By now, we all know the story. Joe Wurzelbacher is the Ohio plumber who, in an encounter with Barack Obama, learned about the candidate’s plans to “spread the wealth around.” When McCain mentioned him in the final debate, the man became an icon — and the center of an anguished debate about whether the black candidate and his redistributionist tax policies could win over the vital support of white working men.

But there’s a problem with this whole discussion. The political importance of the white working class has fallen drastically as its share of the electorate has shrunk. Moreover, for Democrats, the blue-collar whites who matter now aren’t Joe and the boys. It’s working-class white women who have been truly in play — and are likely to wind up handing Obama the keys to the White House.

Indeed, those harping on Democrats’ problems with white working men are clinging to a mythical America that no longer exists as politicians and the media imagine. Obama’s team, in contrast, appears to see how the country is changing, and is crafting a coalition that embodies the shift.

In 1960, noncollege-educated whites were the nation’s dominant electoral force — they made up 75% of voters. In 1980 they still made up 60% of the electorate, according to the National Election Studies.

Since then, we’ve seen a steady shift. Industries employing blue-collar workers have declined. Unions have weakened. Better-educated Baby Boomers, Gen Xers and Millennials now dominate the service- and tech-oriented New Economy, and the electorate.

Today, noncollege whites are 40% of likely voters, a recent Democracy Corps poll found. They’re outnumbered by voters with college degrees (45%). Noncollege minorities make up the remaining 15%. So Obama’s two strongest groups, college-educated voters and minorities, form a majority of the electorate now.

But there’s worse news for Joe — and John and Sarah. The share of noncollege white males among the voters has fallen to just 19%. That makes blue-collar white men just one voting bloc among many. They’re slightly more numerous than college-educated women, blacks and Hispanics, fewer than noncollege women or voters under 35, and less central to the Democratic coalition than any of those groups.

Working-class white men and women have trended in opposite directions. While cultural, economic and racial issues have pushed noncollege men toward the Republicans in recent years, women’s entry into the workforce and growing personal independence have left them more open to Democrats.

The single biggest recent movement to Obama has come from working-class white women — ex-supporters of Sen. Hillary Clinton and moderates and independents tempted when Sarah Palin was named to the GOP ticket. As the economy worsened, Palin imploded and Obama scored in the debates, his vote among this bloc soared some 17 points between late September and mid October. (His vote among noncollege white men fell three points over this time.)

Those blue-collar women were Obama’s must-win group. In May, when he ran even with McCain, polls put Obama 14 points behind the Democratic vote for Congress among those women, his worst performance in any Democratic base group. Now, this disadvantage has vanished.
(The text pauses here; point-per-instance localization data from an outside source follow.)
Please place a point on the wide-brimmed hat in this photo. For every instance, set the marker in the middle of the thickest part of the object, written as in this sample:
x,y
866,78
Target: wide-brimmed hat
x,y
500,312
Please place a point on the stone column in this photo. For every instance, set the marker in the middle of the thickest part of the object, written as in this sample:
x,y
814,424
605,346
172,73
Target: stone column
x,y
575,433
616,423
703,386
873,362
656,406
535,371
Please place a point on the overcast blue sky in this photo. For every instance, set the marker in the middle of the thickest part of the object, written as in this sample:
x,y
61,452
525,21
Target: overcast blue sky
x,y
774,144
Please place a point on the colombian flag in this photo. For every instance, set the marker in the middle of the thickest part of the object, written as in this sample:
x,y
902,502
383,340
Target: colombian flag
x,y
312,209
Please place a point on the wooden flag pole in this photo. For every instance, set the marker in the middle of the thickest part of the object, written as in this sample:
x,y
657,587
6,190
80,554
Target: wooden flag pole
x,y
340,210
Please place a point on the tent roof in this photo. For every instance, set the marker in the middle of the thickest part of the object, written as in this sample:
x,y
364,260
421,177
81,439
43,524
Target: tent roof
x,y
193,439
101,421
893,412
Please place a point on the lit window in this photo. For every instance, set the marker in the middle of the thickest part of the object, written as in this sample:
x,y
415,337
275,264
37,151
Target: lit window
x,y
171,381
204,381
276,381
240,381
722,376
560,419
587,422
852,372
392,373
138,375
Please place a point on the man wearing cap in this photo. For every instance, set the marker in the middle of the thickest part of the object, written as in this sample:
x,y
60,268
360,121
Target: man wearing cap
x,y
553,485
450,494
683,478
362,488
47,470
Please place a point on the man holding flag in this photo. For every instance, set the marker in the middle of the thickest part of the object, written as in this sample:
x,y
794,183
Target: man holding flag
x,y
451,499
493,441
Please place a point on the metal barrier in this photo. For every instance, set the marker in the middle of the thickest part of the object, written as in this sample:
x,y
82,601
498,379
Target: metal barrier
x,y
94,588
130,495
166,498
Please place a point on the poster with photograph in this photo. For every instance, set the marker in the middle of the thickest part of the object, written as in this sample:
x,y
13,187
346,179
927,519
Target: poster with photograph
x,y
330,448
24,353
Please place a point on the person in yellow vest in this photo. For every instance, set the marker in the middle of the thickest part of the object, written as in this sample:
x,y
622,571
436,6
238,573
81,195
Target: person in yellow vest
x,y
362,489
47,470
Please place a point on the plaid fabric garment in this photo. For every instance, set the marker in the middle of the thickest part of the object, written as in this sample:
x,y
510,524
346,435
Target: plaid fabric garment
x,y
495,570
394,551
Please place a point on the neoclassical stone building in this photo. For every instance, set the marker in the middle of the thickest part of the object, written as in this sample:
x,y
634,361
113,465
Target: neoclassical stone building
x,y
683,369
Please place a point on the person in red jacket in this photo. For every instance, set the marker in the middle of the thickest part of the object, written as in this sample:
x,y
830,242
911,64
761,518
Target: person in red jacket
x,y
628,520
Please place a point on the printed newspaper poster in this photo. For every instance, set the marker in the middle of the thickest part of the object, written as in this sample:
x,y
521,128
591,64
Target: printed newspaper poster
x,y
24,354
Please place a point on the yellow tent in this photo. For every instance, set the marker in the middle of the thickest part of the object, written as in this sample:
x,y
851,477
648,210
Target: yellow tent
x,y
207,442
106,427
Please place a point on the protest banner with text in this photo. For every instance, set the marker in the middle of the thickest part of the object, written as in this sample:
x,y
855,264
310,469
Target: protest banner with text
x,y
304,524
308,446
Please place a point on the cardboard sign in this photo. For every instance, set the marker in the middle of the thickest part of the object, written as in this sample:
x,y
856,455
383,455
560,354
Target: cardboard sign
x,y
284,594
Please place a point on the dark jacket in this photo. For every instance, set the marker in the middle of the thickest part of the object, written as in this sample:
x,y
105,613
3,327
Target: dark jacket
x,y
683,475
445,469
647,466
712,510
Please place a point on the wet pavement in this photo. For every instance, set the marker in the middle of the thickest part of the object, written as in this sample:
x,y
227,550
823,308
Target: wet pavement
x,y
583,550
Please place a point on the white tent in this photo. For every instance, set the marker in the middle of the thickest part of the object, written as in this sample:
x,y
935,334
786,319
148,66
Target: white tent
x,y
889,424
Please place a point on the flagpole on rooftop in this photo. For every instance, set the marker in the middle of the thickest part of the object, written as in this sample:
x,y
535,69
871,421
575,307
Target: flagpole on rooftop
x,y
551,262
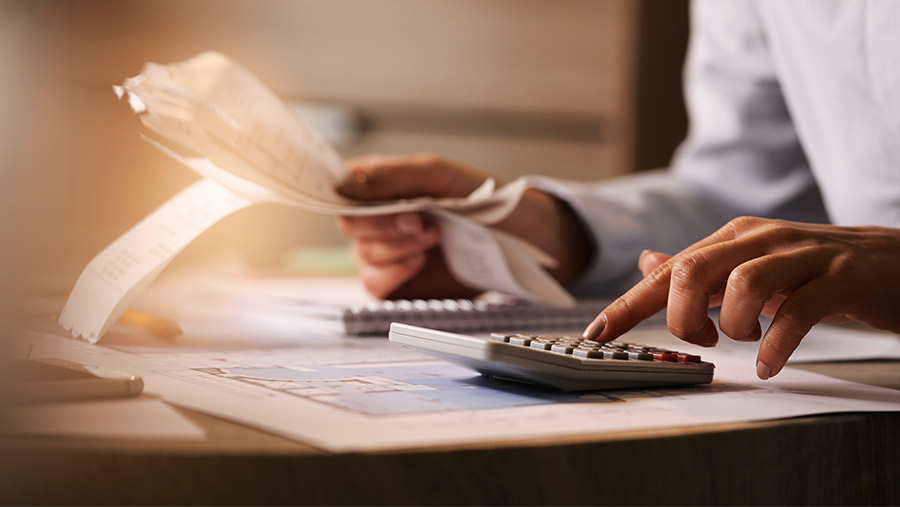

Of course, Obama cannot afford to lose every last blue-collar white man and still take the White House; neither can he totally tank among white evangelical or rural voters.

But Obama’s Democratic Party isn’t your father’s Democratic Party — nor does it need to be Joe the Plumber’s. It’s the party of the America we’re becoming.

 

Craig Charney is president of Charney Research, a New York polling firm. He was Senior Analyst on President Clinton’s 1996 re-election polling team.